L’esthétique d’un monde endormi
EXTRAIT :
Dimanche 19 avril 2020 – Kanazawa. Et voilà ! Mon vol de retour est annulé. (…) Je n’ai pas très envie de rentrer en France, mais que faire ici en attendant ? Même si la constitution du Japon empêche le gouvernement de confiner la population, l’ambiance n’est pas à l’insouciance. Actuellement, les autorités ont demandé aux seuls habitants de cinq préfectures – les plus peuplées – de rester chez eux ; j’ai toutefois l’impression que tout l’archipel le fait sans discuter. Ici, à Kanazawa, les passants et les voitures sont rares dans les rues. Et quand je sors, j’ai l’impression qu’on se méfie de moi, peut-être parce que je suis occidental et que le Covid-19 sévit en Europe. Ils évitent même de me regarder, comme si le virus se transmettait par le regard.

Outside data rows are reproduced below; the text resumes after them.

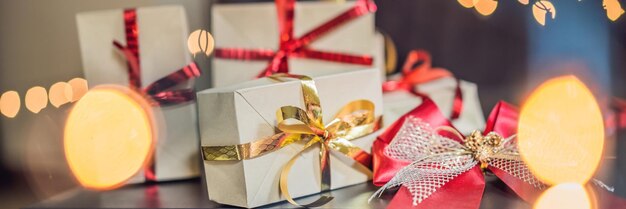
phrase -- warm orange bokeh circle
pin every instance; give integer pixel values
(561, 132)
(108, 137)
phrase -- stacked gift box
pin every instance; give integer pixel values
(302, 103)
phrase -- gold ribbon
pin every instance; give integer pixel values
(354, 120)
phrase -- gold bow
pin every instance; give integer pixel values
(354, 120)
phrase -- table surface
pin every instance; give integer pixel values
(191, 194)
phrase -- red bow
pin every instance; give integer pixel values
(158, 91)
(289, 46)
(465, 190)
(417, 70)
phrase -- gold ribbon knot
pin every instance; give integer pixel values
(355, 119)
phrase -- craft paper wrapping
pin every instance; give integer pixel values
(441, 91)
(162, 44)
(245, 112)
(255, 25)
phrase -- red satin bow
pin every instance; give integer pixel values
(464, 191)
(289, 46)
(417, 70)
(159, 91)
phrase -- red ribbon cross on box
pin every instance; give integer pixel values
(290, 46)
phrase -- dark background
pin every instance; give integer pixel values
(506, 54)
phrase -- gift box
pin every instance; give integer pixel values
(247, 39)
(457, 99)
(436, 166)
(234, 119)
(150, 55)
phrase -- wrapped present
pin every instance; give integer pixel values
(145, 49)
(457, 99)
(436, 166)
(309, 38)
(254, 156)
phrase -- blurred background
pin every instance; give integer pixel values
(506, 54)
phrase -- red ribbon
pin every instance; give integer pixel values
(417, 70)
(289, 46)
(159, 91)
(617, 119)
(463, 192)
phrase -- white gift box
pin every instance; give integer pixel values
(255, 26)
(162, 44)
(246, 112)
(442, 91)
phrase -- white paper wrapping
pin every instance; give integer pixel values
(442, 92)
(243, 113)
(162, 44)
(255, 25)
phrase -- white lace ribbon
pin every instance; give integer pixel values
(437, 159)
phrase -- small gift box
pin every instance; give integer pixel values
(309, 38)
(436, 166)
(250, 151)
(458, 100)
(145, 49)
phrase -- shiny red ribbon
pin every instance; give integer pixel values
(289, 46)
(159, 91)
(617, 119)
(417, 70)
(466, 190)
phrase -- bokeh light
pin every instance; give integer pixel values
(613, 9)
(541, 8)
(561, 131)
(467, 3)
(564, 196)
(79, 88)
(486, 7)
(200, 41)
(60, 93)
(10, 104)
(109, 125)
(36, 99)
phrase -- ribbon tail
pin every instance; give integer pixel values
(277, 65)
(284, 185)
(244, 54)
(524, 190)
(463, 192)
(361, 7)
(457, 103)
(134, 76)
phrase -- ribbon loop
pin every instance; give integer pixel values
(355, 119)
(160, 91)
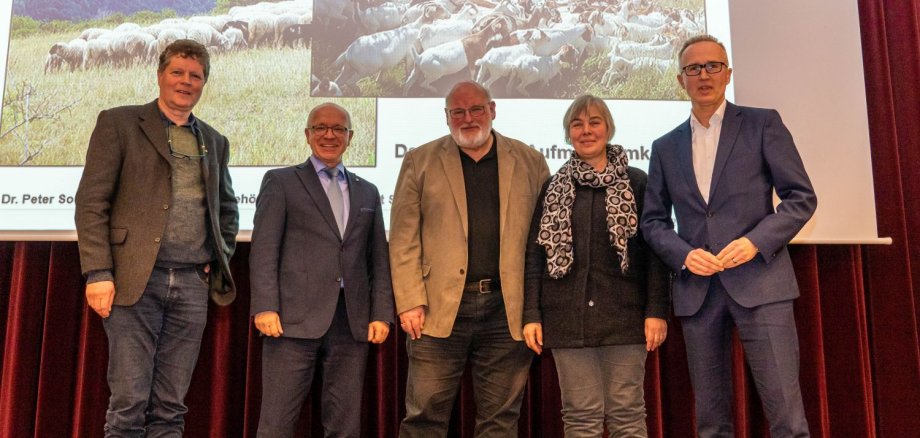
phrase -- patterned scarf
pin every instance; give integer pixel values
(556, 222)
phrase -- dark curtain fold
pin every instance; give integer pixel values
(857, 318)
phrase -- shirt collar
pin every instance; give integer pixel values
(319, 165)
(716, 117)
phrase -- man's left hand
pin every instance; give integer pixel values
(656, 330)
(737, 253)
(377, 332)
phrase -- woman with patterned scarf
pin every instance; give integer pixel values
(594, 292)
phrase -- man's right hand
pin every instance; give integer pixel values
(269, 323)
(702, 262)
(99, 296)
(412, 321)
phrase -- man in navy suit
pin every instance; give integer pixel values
(320, 278)
(718, 172)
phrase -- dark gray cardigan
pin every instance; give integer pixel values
(595, 304)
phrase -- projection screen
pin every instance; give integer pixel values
(391, 63)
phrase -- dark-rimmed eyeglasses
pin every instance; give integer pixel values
(460, 113)
(202, 151)
(320, 130)
(711, 67)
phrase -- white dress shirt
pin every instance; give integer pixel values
(705, 144)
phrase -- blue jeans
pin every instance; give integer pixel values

Oui, que faire pendant les dix jours qui me restent au Japon ? Je n’ai plus trop envie de séjourner à Tōkyō qui est la ville la plus atteinte. Je devais me rendre à Takayama depuis Kanazawa, j’ai cependant appris que le service de cars avait cessé le lendemain de mon arrivée ici. Je comptais ensuite me rendre dans la région du lac Kawaguchi au pied du mont Fuji. C’était sans compter sur la fermeture de l’hôtel que j’avais réservé. J’ai alors pensé à pousser jusqu’à la péninsule de Noto un peu plus au nord d’ici, voire, dans une direction opposée, rendre visite au temple Eihei, près de Fukui. Là, cependant, c’est le prix des logements qui m’a refroidi… Il ne me reste plus qu’à retourner à Kyōto. Je n’ai cependant pas à me plaindre, il y a pire comme destination. Et même si je viens d’y passer quinze jours, il y a encore beaucoup à visiter. Sans parler des deux points positifs : le car roule encore depuis Kanazawa et les logements y sont bon marché, certainement dans le but d’attirer les quelques touristes toujours en vadrouille.
À la gare routière, j’achète mon billet de car pour demain, puis je retourne au quartier Nagamachi, celui des samouraïs. C’est toujours aussi vide. L’aspect remis à neuf du quartier ne m’aide pas à me transporter à l’époque d’Edo, j’ai plutôt l’impression d’évoluer dans le décor d’un film. Sans les figurants.
Je dessine une maison traditionnelle, sans trop de conviction. Je crois que je regrette de ne pas pouvoir montrer le vide autour de moi. Pour une fois, l’absence de personnages dans mes dessins correspond à leur absence devant moi.
Je marche ensuite vers Nishi Chaya Gai, un autre quartier traditionnel. Une unique rue dont l’intérêt est limité, certainement parce que les boutiques sont fermées. Je parcours aussi en vitesse le coin des temples, à côté. L’un d’eux semble valoir le coup, il est fermé malheureusement. J’en ai marre de cette ambiance de ville fantôme. Je rentre à pied par la grand-rue moderne. Tout est fermé. C’est un dimanche perpétuel ! À l’hôtel, je crois bien que je suis l’unique hôte. Il faut voir le bon côté des choses : je ne suis pas embêté par le bruit.